Signor Noti turned to look in the direction of the gunfire, releasing my arm as he did so. Then, with one accord, we made off down Rood Lane with renewed urgency. My impulse was still to get to
the river; his impulse, evidently, was to stick by my side. I deferred the problem of escaping from him. As we crossed Thames Street I slowed down slightly, thinking that to be seen running in a
more populous thoroughfare might be to draw attention to oneself, might be construed as the gait of guilt. I needn’t have worried. The houses in this street too were firm shut. There was that
air of fear and withdrawal which I have observed when the plague strikes.
I turned smart down St Mary Hill. I was breathing hard and, in between my own gasps, heard at my back the panting of my unwished-for companion. Moments later I – we – had reached the
river. The February sun glinted off the water. It looked calm, reassuring. But our Thames is like the vulgar mob, never to be trusted, capable of changing its face from one instant to the next.
There was a scatter of keys and landing points along this stretch below the Bridge and usually one found a ferry soon enough. A boatman, sometimes two or three, would be waiting at Billingsgate or
Somar Key, or on his way across with a fare from the other bank.
As my feet clattered on the wooden platform which jettied out over the water, I shaded my eyes and cast about for a ferryman. The river returned my gaze with its blank glitter. There
didn’t appear to be a boat, or at least not a boat in motion, anywhere. I wondered whether the ferrymen too had been seized by the prevailing alarm and had scuttled for shelter until this
storm should have blown itself out.
To my right was the solid wooden cliff of London Bridge, to my left the wider expanses of the river. My home was on the other bank but it might as well have been in far Cathay, or in Elysium,
for all the chance there seemed of reaching it at this moment. Of course, I could have walked the few hundred yards to the Bridge and thus made shift to cross the water. But the sound of gunfire
still rung in my mind, if not my ears. I was convinced that ‘they’, the authorities, would have closed up the entrance on this side or, at the least, would be stopping and interrogating
all those who wanted to cross from north to south. It was what I would have done in their position. Though no voluntary participant in the Essex uprising, though only present at this
morning’s turmoil because of the written instructions of an agent of the state, I was by no means certain that this guaranteed my safety. At worst, I might come within range of a careless
pistol. At best, I could be seized and shut up. Then questioned and threatened. And afterwards tortured.
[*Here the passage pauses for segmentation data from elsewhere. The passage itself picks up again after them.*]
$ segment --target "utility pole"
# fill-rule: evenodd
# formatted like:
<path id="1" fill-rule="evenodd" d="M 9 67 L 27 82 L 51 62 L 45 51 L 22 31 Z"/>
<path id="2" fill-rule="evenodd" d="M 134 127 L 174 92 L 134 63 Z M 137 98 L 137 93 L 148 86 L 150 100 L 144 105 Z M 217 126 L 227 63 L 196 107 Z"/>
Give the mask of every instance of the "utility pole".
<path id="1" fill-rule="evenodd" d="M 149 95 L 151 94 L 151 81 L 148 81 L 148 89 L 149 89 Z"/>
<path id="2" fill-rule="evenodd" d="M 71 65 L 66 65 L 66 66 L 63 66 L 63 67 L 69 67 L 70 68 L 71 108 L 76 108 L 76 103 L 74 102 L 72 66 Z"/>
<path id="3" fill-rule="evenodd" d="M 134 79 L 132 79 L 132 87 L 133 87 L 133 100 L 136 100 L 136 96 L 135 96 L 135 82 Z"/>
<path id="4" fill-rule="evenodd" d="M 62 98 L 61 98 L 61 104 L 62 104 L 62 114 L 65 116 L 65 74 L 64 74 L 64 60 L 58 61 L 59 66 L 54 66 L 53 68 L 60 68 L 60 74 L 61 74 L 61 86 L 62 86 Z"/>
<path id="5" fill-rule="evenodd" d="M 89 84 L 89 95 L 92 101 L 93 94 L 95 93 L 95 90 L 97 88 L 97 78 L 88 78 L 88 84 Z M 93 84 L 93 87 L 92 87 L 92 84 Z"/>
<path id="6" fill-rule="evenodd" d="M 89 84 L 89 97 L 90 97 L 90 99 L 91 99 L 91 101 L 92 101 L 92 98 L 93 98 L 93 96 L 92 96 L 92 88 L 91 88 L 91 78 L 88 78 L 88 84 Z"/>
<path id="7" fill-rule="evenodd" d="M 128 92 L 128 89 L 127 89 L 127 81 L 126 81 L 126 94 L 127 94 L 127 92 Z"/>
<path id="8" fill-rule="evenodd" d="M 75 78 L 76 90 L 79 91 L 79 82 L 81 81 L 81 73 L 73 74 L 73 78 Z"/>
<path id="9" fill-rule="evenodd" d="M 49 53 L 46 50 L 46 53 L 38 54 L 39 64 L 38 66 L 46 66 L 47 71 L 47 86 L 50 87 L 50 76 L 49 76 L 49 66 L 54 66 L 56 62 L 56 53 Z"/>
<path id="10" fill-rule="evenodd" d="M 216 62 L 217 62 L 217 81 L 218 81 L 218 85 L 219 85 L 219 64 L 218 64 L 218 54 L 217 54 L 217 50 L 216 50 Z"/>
Not far along the northern bank is that Tower of London which men say was erected by Julius Caesar. I could see it from where I stood. There is a gate that leads straight from the river into the
bowels of that grim building, through which traitors can pass direct and from which they may never emerge again. I was a small and unwilling player in this business, but who knew what sweepings-up
of small players ‘they’ would authorise. My predicament would grow even more parlous when it was discovered that I was a member of the Chamberlain’s, that notorious Company which
only the preceding day had fomented public discord by staging the dangerous drama of
Richard II.
In my mind’s eye, I saw the crouched instruments of agony and persuasion. I heard
myself crying out all those answers which they will ease from you.
I shivered in the brisk air from the river.